This year’s Humanities Fair focuses on documentaries. Students have worked collaboratively for the last three months to learn about documentaries, decide on subjects to research, create presentations, and prepare to publicly present their work. The collaborative nature of their work and authentic learning reflects the shift from traditional solo projects to the changed world of education that emphasizes Problem Based and 21st Century Learning.
Last year’s Science Fair focused on important conservation topics in science presented in a debate format. Students first had to learn a new skill – debate – and then conduct research on their topics, write arguments, and present them before an audience. The documentaries presented at this year’s Humanities Fair, whether the timelines in the primary and elementary grades or the movie style presentations presented by fifth through eighth graders, are the result of authentic learning necessary for student success in an information age. Teachers work as facilitators and mentors, teaching students the skills they need to complete their work.
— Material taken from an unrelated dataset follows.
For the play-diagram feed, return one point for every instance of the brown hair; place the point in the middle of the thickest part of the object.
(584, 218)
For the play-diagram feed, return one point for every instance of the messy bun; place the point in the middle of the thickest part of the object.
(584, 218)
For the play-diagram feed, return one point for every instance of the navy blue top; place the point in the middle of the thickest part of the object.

The middle school video documentaries required students to research important, but not “overused,” historical figures, determine their legacies, write scripts, locate images and videos, learn movie making software, record voice overs, and create a video in classic documentary style. Some examples of subjects include: Thurgood Marshall, Title IX, Marian Anderson, and Malala Yousafzai. Finally, groups of students practiced presentations to deliver to an audience at the Humanities Fair. This was a significant undertaking facilitated by the teachers and made successful because of the student’s hard work. We are thrilled with their projects and new skills acquired in research, teamwork, analysis, writing and thinking.